Niagara Health System

Niagara Health System
Geography
Location Regional Municipality of Niagara, Ontario, Canada
Organization
Care system Public Medicare (Canada) (OHIP)
Hospital type Public
Services
Emergency department Site Dependent
Beds Over 800
History
Founded 2005
Links
Website http://www.niagarahealth.on.ca
Lists Hospitals in Canada

The Niagara Health System, or Niagara Health (NH)[1] is a multi-site hospital amalgamation, comprising the following six sites serving over 450,000 residents across the 12 municipalities making up the Regional Municipality of Niagara, Canada.

NH has almost 900 Acute Care, Complex Continuing Care, Mental Health, Long Term Care and Addiction Treatment beds. A wide range of inpatient and outpatient clinics/services are provided at the six sites. It is one of Ontario's largest hospital systems, with 4,154 employees, 599 physicians and 1,100 volunteers, with an annual operating budget of approximately $400 million.

On January 13, 2014, Health Minister, Deb Matthews, announced that the Ontario government had adopted a recommendation to close 5 of Niagara Health's 6 hospitals. The region would be served by two large state-of-the-art facilities, the St. Catharines site and a new hospital in an as-yet-to-be-chosen location near Niagara Falls. The region would also will be served by two new urgent-care centres, or walk-in clinics.[2]

History

Niagara Health is the result of a government directive, in 1999, to amalgamate the 8 hospital sites serving the Regional Municipality of Niagara. At that time, the St. Catharines community was served by the Shaver Hospital, for chronic care, the Hotel Dieu Hospital, a Catholic acute care facility managed by the Religious Hospitallers of St. Joseph, and the St. Catharines General Hospital. With amalgamation, the Hotel Dieu was placed under the governance and management of Niagara Health and renamed the Ontario Street Site. Meanwhile, the Shaver was assumed by Hotel Dieu management and renamed Hotel Dieu Shaver Health and Rehabilitation Centre. [3]

With plans to eventually demolish the Ontario Street Site, which provided mostly acute-care in its new role, the St. Catharines Site grew in scope and importance. Plans to build a larger, more adequate facility in the city's west end, which required enough space to include a cancer treatment centre and mental health facility, were met with opposition by the community.[4] Many deemed the location to be isolated and too far from the majority of Niagara residents. Hospital construction proceeded and the new building opened on March 24, 2013, replacing the St. Catharines General and Ontario Street sites.

Controversies

Since its inception, Niagara Health has been involved in several noteworthy controversies.

NH has been under an Ontario Nurses Association (ONA) censure since February 2003. According to an Ontario Nurses Association press release in June 2007, censuring is ONA's nationwide public reproach of a health agency due to the negative impact on staff and patient care, of poor labour relations and administrative practices.[5]

In October 2008, the Niagara Health System Medical Staff Association passed a non-confidence vote in the NHS leadership by a vote of 136 to 76.[6]

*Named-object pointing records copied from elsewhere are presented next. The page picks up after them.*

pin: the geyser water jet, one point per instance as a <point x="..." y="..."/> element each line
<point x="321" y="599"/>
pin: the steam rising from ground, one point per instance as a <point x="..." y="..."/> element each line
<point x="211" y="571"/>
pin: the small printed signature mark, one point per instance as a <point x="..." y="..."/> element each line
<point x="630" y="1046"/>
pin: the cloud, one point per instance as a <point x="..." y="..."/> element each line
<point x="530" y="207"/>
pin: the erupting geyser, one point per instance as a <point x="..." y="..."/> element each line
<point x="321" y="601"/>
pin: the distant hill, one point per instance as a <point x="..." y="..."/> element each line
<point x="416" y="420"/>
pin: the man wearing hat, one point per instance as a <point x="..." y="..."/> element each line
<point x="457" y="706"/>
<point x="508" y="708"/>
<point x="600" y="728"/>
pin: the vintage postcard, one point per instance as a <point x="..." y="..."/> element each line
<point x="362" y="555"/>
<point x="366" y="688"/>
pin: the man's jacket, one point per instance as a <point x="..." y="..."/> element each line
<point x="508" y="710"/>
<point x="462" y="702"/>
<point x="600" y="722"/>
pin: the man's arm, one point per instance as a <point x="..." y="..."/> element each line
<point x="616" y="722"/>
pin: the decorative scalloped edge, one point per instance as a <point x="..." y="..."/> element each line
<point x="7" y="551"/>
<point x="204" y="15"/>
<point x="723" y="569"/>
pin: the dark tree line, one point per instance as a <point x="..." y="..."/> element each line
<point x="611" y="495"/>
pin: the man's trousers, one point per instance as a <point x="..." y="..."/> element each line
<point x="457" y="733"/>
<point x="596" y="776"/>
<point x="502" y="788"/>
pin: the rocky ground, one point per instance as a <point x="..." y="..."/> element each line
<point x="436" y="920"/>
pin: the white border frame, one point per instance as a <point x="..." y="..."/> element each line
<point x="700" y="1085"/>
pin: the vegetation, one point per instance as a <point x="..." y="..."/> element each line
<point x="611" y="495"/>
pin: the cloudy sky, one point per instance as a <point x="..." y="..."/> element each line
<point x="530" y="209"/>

On May 17, 2010, the Ontario Health Coalition after conducting public hearings in March 2010 issued a report calling on the provincial government to send an investigator to the Niagara Health System, stating the following reasons:

Witnesses in Niagara described the poorest access to hospital beds and emergency department care of all the regions we visited. Cuts have been and are being implemented without any protections for resident access to care and without funding agreements, functional protocols and enablers in place. This panel observes that hospital care in Niagara is chaotic, perilously short-staffed and under-resourced. The hospital system has lost public confidence.[7]